I thought I would join the night shift tonight as I'm struggling to get to sleep.  It's been very erratic recently.  I usually get about three good hours then anything after that is in one to two hour bursts.  Unfortunately it leaves me feeling exhausted the next day so I don't get much done.

I hope that you are both doing as well as you can at the moment.  We are a lot more relaxed here now my MIL has gone back to my wife's sisters where she was before getting trapped by the lockdown.  At least I can crash on the settee now during the day.

All the best,

Gragon  xx

  • FormerMember
    FormerMember in reply to Georgette

    Registrarthank Georgette

    Nearly didn’t get out but junior

    Doctor ask Registrar if I could go.They wanted to keep me another 24 hrs for obs

    because the Antibiotics had finished.All good change there mind and I got out.

    Did say it was special birthday week so that helped.Great nurses they deserve a medal

    in my opinion.So much better at home caught up on sleep which helps.

    Had  occupational therapist  Come today to see if they can help,got a few rails to help

    with walking.Must get a stick now yuk put it off for ages.I have a scooter which use now so I have to bite

    the bullet and use a stick.

    Lost my hair started in hospital so off it came today looks like a smurf but it’s ok getting use to it.

    take care xx

  • FormerMember
    FormerMember in reply to FormerMember

    Hi! 

    I think I missed the night shift by sleeping all night long. Woo hoo! 

    I am so glad you’re home but my, do you paint an attractive picture of yourself. A Smurf with a walking stick, eh? I must look out for you. 

    I had to start using a walking stick nearly a year ago and like you, I was reluctant. It is a pain in the neck to have to remember it and a nuisance if you need to carry anything. But it does have its uses. I do a good line in pointing to things imperiously with my stick. I have no trouble getting a seat anywhere, any time. And of course it helps me walk. 

    I do hope you had a good night. I hope everyone did. 

    xxx

  • FormerMember
    FormerMember in reply to FormerMember

    Hi Daloni 

    Glad you had a lovely sleep nothing worse than all night soo long.

    Forgot the stick today walking down garden foot went over note to self serves you right,

    Will look more smurf soon got a cotton cap coming tomorrow to help my head on pillow.

    mind better than Jabba the Hutt still eating and I could taste chocolate better today.Stuck out tongue winking eyeHibiscus

  • FormerMember
    FormerMember in reply to FormerMember

    Hi night owls 

    I am awake with pain. Boo! I’ve been onto the hospice nurses and they suggested increasing one of my medicines, the one that deals with nerve pain. It doesn’t work immediately so I’m now in the 24-48 hours of waiting to see if it works or if I need another increase. The evidence so far is not encouraging. 

    I had chemo yesterday so I’m also on steroids. That won’t be helping the sleep. 

    Chemo was uneventful, hurray! It was all on time and the nurse got a vein first time so I’m not covered in bruises. The only event was my niece’s car on the way home from hospital.
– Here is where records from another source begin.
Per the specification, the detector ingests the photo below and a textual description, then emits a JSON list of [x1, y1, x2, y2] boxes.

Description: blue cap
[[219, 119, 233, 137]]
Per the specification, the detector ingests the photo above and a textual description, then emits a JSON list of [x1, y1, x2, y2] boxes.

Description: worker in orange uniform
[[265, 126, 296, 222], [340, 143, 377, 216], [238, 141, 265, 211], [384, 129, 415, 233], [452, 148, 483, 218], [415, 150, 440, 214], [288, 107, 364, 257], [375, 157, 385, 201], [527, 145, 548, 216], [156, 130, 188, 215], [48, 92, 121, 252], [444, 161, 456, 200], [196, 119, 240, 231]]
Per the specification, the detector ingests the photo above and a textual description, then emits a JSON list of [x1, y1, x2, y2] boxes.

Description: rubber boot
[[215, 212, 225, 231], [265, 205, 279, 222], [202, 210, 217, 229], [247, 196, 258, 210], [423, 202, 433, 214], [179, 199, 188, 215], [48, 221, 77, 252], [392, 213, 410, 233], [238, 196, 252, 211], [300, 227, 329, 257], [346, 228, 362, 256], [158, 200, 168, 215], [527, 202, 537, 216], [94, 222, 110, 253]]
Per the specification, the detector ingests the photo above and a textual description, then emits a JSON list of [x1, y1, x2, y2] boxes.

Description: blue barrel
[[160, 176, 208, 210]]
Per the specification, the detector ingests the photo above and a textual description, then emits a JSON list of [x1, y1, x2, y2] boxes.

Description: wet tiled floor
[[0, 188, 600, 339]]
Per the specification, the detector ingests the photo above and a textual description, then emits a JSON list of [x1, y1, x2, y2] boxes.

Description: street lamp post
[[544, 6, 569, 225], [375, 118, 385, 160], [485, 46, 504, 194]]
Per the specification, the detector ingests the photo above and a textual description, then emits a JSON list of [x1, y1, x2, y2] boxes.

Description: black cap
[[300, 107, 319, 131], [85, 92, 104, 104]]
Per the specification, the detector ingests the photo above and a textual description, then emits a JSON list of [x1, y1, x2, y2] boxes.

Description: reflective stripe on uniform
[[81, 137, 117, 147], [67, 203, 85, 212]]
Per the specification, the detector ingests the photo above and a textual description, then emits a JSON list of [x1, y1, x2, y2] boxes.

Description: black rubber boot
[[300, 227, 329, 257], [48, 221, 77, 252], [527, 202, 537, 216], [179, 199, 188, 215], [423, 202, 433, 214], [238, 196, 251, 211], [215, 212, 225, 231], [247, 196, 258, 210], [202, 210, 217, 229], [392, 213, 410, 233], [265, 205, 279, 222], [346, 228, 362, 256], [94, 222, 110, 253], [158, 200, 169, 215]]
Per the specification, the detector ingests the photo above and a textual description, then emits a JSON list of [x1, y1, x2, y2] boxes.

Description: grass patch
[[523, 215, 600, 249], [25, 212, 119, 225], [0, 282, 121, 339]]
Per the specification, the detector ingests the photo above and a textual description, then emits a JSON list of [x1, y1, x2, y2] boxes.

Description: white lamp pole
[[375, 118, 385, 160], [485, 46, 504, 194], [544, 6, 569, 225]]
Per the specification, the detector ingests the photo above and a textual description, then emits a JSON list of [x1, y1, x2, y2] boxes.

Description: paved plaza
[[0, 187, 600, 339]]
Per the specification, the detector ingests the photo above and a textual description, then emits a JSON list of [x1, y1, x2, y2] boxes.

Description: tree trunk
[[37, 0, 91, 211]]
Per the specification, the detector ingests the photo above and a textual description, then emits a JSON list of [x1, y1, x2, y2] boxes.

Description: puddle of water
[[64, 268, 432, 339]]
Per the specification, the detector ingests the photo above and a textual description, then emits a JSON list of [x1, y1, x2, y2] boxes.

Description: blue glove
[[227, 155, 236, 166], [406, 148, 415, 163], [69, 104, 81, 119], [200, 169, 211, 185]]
It broke down. The heating light came on and so we managed to pull over although that wasn’t easy as we were coming along a very busy road with a red lines. When we stopped cooling fluid poured out of the from of the car and I feared it was a cracked radiator. I got an Uber home for my daughter and myself, cost £46. The AA came out quickly for my niece and did a patch up job to get her home to Norwich. She drove via my house where she cooked supper and picked up the things she’d left behind. Doh!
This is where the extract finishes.